Much of the information is available only using handwritten text recognition or botanical pattern recognition which is less mature technology than OCR.
Who benefits and how?
The information on the specimens can serve as basis for diverse scientific disciplines. Specimens are primarily used for taxonomic and systematic research to identify, describe, classify, and name species. Plant checklists and floras comprise the species range of a certain area. Occurrence information derived from specimens is important for the compilation of checklists. But also other fields make use of Herbarium data including Paleobotany, Phylogeneny, or research of Ecosystem dynamics.
Making the specimen and data online available and merging data from different institutions allows cross domain research and data analysis. Undescribed species stored in herbaria can be discovered more easily.
Distribution information about species can be evaluated along past periods. Herbarium data can give proof of the point of time when an invasive species occurred for the first time in a certain area. Historians can analyze herbarium data tracing back Itineraries from historical characters. The data can be used to calibrate predictive models of the oncoming changes in biodiversity patterns under global threats.

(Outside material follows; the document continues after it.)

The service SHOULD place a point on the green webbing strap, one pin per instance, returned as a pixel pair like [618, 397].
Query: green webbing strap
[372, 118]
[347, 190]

This diverse information will be useful for a wide user community including conservationists, policy makers, and politicians.
Safeguarding long-term data storage is an important precondition for a reliable accessibility of herbarium information. Thanks to this pilot, long-term storage for herbarium images will be guaranteed. The specimen will be thus discoverable for the entire scientific community.
The Herbadrop architecture is divided into a sequence of functions that process one-step of the workflow.
The pilot use case has been refined, especially the workflows between the B2SAFE submission and the process of data & metadata. It has currently performed the ingestion of more than 2 Million images representing 11 M OCR files and 1,78 M images processed, equalling more than 15 TB of volume and 180 000 hours of computation power.
The access function to the objects is under testing while the archive function still requires a review of the common metadata to be used. Current specifications allow only harvesting of specimen catalog number.
The core of the concept of Herbadrop is to harvest metadata from OCR analysis from text written in herbarium images. The choice has been to proceed to a full text analysis using a Lucene engine Elastic search. The objective of this approach is to provide a powerful interface for further data curation as part of the preservation process (identifying duplicates, or inducing new taxonomic relations, etc.).